Not your SQL Select clause — Using Where and Select to vectorize conditional logic
This article was originally published on medium.com.
Posted on behalf of: Bob Chesebrough, Solutions Architect, Intel Corporation
This article demonstrates how to vectorize a loop even though it contains tricky conditional logic.
The steps required are:
- Find Large loop iteration loop
- If it contains conditional logic, consider PyTorch.where, np.where or np.select
- else try to find a NumPy or PyTorch replacement using UFuncs, aggregations, etc
NumPy.where & PyTorch.where
Figure 1. Where statement is for more simple logic conditions
One thing that could prevent us from effectively getting vector performance when converting a loop to a vector approach is when the original loop has if then else statements in it — called conditional logic. NumPy & PyTorch Where allows us to tackle conditional loops in a fast vectorized way and apply conditional logic to an array to create a new column or update contents of an existing column.
Syntax:
- numpy.where(condition, [x, y, ]/)
- Return elements chosen from x or y depending on condition.

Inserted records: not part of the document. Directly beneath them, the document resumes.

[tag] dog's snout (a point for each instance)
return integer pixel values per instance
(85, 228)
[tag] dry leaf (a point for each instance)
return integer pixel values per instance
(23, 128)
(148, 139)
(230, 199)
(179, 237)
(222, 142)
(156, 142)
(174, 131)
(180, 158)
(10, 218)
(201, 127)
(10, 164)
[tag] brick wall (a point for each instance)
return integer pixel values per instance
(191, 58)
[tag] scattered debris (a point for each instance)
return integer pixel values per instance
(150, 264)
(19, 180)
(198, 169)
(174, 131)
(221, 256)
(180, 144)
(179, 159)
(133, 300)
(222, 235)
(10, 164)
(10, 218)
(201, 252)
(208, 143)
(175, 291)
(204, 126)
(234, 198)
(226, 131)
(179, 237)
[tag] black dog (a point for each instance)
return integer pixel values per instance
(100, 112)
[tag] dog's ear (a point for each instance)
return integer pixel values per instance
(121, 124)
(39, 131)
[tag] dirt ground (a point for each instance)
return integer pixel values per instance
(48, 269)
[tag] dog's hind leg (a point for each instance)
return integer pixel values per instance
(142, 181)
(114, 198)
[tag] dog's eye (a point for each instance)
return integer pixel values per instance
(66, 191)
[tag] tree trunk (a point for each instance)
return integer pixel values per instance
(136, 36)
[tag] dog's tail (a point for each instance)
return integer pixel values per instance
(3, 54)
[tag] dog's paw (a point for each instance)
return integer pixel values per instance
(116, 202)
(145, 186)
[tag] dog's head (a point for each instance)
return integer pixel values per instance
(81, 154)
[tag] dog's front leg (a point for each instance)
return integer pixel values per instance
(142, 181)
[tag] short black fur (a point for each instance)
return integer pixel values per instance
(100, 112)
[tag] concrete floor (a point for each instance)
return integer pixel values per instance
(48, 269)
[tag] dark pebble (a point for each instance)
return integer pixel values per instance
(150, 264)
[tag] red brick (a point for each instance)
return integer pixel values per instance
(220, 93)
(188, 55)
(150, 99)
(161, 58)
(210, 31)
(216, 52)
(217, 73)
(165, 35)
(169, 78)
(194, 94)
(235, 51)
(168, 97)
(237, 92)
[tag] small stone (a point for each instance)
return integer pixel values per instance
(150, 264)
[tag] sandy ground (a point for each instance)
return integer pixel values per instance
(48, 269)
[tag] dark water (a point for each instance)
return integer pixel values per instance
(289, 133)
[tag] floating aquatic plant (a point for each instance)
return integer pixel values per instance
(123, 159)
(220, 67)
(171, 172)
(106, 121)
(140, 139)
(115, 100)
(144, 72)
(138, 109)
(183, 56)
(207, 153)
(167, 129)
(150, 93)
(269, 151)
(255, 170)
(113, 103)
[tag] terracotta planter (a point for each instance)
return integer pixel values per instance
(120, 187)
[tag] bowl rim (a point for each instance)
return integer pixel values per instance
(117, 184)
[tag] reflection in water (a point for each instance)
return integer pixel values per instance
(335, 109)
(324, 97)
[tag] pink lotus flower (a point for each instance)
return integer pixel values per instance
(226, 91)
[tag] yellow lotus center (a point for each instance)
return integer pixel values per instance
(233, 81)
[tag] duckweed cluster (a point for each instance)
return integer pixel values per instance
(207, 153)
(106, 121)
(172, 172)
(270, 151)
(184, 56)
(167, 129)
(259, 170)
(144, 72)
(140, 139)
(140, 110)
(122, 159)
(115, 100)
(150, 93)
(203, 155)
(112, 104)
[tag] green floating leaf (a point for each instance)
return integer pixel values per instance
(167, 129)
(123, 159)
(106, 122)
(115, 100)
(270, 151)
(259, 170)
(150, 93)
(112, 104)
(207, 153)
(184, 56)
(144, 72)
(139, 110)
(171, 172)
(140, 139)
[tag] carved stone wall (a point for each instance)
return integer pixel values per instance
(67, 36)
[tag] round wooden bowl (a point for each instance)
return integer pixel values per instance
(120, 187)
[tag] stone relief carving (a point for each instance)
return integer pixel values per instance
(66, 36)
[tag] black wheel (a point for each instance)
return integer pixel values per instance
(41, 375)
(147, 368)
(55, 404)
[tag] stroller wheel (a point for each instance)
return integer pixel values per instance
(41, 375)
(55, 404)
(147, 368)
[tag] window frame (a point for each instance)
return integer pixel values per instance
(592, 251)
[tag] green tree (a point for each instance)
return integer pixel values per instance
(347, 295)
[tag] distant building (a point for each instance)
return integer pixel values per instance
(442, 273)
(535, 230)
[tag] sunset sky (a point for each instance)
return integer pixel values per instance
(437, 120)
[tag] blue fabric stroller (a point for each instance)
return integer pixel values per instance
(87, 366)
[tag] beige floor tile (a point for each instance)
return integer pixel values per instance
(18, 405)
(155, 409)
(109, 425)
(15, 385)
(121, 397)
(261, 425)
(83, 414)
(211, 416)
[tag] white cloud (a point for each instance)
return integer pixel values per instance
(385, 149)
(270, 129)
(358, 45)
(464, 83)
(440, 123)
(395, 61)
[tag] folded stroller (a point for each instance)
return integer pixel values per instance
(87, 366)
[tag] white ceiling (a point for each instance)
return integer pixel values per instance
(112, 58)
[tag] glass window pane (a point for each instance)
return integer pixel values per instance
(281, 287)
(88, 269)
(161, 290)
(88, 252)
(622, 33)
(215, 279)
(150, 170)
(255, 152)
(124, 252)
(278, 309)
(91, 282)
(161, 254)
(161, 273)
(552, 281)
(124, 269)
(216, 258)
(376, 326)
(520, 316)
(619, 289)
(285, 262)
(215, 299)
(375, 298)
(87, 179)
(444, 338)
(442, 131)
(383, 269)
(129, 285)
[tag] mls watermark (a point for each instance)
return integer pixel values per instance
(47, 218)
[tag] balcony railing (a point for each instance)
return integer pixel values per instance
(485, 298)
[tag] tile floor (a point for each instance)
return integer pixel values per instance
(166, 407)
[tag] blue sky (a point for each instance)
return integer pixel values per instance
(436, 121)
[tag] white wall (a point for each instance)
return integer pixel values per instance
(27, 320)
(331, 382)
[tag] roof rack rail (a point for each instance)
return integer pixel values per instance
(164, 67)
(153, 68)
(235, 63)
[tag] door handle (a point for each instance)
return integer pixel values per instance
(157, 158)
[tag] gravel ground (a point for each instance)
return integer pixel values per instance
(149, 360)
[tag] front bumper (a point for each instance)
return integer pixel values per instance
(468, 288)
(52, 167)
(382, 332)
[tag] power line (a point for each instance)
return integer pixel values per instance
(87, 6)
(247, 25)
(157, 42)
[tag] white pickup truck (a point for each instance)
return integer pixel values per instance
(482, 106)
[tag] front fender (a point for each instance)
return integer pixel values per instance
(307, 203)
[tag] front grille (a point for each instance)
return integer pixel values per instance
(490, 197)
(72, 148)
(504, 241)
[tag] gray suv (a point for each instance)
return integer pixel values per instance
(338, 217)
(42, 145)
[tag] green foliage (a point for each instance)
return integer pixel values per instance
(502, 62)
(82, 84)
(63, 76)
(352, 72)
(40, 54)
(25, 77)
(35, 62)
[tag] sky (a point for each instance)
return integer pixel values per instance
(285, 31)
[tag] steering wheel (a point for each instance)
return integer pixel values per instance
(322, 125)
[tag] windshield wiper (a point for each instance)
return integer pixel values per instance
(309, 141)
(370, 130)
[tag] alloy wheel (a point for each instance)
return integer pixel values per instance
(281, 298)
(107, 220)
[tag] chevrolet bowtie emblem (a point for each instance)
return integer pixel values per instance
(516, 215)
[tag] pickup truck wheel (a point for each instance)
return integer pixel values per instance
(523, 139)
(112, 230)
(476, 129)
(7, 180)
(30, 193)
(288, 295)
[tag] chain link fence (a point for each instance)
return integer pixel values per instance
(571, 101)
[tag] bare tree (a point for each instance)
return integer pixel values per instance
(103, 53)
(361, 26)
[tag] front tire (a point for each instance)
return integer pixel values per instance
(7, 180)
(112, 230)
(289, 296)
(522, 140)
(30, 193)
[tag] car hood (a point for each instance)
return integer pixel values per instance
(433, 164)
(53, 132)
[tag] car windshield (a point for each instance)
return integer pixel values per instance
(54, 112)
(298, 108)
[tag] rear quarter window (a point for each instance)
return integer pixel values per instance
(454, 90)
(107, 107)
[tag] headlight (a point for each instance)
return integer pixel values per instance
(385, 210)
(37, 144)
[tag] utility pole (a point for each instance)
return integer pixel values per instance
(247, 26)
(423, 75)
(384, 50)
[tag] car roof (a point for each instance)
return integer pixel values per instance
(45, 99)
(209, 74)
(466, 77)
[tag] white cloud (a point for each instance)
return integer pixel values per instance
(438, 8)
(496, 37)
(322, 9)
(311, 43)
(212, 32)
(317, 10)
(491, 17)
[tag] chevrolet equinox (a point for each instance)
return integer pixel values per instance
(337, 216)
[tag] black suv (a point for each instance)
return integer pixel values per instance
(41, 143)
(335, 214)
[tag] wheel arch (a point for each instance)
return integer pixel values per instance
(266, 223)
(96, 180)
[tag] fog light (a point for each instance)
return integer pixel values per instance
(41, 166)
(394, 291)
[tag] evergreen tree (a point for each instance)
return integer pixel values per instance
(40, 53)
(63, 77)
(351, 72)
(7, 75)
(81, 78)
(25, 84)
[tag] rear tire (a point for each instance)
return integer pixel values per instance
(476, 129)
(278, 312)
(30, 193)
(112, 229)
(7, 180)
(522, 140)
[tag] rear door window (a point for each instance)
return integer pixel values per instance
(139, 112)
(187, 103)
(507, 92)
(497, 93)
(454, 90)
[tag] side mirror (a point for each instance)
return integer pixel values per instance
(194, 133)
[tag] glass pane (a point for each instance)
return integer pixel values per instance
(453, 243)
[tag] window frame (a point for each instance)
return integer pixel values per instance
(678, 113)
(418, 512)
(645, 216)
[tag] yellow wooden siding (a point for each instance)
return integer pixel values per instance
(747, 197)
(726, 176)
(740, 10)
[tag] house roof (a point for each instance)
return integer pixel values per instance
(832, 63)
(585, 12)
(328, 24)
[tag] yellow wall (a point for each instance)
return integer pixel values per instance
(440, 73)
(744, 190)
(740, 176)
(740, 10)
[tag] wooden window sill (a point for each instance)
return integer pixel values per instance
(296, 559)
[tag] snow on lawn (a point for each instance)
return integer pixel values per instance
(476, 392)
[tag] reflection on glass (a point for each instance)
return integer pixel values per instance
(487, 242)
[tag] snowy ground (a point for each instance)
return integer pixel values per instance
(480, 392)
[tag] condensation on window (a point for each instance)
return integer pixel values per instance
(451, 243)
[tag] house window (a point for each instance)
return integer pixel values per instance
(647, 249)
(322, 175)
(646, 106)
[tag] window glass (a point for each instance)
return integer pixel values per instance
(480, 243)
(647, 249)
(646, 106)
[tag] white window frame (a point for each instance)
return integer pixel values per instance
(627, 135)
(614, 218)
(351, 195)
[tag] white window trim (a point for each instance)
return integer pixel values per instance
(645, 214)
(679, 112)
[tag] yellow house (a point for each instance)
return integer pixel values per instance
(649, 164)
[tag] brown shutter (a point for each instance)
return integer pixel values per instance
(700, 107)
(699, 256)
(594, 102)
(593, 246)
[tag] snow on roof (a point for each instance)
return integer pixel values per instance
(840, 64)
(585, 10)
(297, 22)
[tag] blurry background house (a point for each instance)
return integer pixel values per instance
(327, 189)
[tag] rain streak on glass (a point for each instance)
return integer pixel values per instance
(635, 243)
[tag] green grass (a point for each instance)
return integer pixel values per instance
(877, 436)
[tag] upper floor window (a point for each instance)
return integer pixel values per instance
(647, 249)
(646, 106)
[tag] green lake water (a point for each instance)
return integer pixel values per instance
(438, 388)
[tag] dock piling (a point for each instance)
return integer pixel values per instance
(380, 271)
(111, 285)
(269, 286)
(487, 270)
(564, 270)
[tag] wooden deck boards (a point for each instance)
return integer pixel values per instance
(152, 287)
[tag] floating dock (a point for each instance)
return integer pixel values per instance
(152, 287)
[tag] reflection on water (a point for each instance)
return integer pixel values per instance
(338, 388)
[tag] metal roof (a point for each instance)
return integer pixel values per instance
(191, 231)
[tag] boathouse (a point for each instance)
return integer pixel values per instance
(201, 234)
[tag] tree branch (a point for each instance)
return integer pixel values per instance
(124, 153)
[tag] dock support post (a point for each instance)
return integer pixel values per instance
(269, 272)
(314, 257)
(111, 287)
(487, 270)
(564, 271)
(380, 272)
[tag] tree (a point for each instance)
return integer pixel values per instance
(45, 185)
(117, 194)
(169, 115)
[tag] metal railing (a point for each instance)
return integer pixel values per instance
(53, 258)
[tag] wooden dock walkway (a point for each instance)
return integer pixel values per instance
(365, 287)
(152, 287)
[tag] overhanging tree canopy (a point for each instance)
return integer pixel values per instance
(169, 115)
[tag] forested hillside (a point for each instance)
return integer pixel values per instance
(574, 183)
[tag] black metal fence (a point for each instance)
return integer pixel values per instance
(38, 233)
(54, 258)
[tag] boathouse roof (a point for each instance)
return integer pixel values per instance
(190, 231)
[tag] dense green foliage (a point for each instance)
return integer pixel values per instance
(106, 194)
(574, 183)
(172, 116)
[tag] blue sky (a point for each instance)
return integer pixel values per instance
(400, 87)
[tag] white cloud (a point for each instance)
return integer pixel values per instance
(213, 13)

Let’s look at the simple example below to understand what NumPy Where does which shows how to add 50 to all elements greater than 5.
a = np.arange(10)
np.where(a > 5, a + 50, a )
# if a > 5 then return a + 50
# else return a
output:
array([ 0, 1, 2, 3, 4, 5, 56, 57, 58, 59])
The above example could come in handy for many AI applications, but let’s choose labeling data and there may be better ways to binarize data but here is a simple example of converting continuous data into categorical values.
arr = np.array([11, 1.2, 12, 13, 14, 7.3, 5.4, 12.5])
Let’s say all values 10 and above represent a medical parameter threshold that indicates further testing and values below 10 indicate normal range.
So, the output words will be something like [‘More Testing’, ‘Normal’, ‘More Testing’, ‘More Testing’, …].
arr = np.array([11, 1.2, 12, 13, 14, 7.3, 5.4, 12.5])
np.where(arr < 10, 'Normal', 'More Testing')
output:
array(['More Testing', 'Normal', 'More Testing', 'More Testing',
'More Testing', 'Normal', 'Normal', 'More Testing'], dtype='<U12')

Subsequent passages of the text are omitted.